Car Magazine Test Drives BMW i3 Electric Car
BMW’s pioneering i3 electric car is one of the most exciting cars of 2013. It employs BMW’s trademark, sporty rear-wheel drive, which marks it out from the front-drive electric cars from Nissan and Renault. It’s a clean-sheet design, using exotic lightweight materials to save weight and maximise the electric range. So, an aluminium chassis housing the batteries and rear-mounted, 170bhp electric motor is paired with a carbonfibre bodyshell; with the i3, materials typically the preserve of luxury cars and supercars are being used on a small hatchback.

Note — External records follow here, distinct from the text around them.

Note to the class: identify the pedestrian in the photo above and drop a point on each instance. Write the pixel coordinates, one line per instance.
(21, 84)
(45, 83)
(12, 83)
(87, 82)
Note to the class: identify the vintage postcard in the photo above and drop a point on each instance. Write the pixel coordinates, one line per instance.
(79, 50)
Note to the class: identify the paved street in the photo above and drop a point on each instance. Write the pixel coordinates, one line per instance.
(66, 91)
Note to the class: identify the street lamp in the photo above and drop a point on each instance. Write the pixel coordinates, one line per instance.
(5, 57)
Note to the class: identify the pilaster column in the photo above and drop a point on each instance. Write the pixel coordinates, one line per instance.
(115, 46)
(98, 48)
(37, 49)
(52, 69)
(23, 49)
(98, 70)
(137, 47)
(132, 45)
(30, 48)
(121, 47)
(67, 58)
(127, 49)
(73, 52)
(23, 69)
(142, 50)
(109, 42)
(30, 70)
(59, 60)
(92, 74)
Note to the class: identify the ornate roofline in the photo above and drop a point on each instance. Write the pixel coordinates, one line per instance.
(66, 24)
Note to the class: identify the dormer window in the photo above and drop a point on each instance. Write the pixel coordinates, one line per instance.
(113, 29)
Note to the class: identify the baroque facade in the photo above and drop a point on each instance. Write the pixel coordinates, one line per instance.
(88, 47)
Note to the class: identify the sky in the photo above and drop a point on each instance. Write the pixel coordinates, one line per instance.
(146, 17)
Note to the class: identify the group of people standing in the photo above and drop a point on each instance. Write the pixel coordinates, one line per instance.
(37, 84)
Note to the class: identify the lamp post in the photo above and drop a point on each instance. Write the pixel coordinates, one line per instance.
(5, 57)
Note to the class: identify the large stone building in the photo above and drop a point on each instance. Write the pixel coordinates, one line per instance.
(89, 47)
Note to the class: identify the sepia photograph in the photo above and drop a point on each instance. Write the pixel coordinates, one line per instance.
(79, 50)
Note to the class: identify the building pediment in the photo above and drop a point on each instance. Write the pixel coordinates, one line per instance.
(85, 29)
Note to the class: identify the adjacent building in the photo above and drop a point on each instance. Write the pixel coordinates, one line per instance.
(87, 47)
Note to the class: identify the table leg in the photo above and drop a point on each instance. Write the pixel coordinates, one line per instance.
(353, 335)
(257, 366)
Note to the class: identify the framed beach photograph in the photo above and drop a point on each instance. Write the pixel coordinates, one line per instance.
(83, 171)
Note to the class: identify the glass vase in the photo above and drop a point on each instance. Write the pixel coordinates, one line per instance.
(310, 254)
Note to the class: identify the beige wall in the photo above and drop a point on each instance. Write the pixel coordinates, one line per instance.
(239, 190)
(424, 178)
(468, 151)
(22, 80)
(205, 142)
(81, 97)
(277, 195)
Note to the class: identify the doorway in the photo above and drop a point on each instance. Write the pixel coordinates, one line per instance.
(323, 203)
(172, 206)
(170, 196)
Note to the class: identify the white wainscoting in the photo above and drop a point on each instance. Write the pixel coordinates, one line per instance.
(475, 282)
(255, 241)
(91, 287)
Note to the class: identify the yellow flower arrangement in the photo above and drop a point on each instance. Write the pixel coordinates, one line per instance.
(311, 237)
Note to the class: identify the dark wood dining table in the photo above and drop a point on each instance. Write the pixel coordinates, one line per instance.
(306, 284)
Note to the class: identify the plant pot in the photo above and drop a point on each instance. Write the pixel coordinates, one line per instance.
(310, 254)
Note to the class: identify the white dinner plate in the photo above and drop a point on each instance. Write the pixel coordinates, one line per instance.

When the i3 goes on sale in November, the standard electric i3 will cost around €40,000. To eliminate the i3’s vulnerability to running out of juice, buyers will be able to specify a range extender hybrid version for an extra €3000. This employs a 35bhp two-cylinder motorbike engine to act as on-board generator: it’s mounted close to the rear wheels and accompanied by a 9-litre fuel tank wedged behind the front axle.
BMW has tooled up initially to produce 30,000 cars a year, but this can be extended to 50,000 units if the i3 takes off. But with electric cars so far proving commercial flops, there’s a lot riding on this car, the most radical BMW ever conceived. And today we’re riding in it at BMW’s Munich-Ismaning proving ground, with project i chief Ulrich Kranz.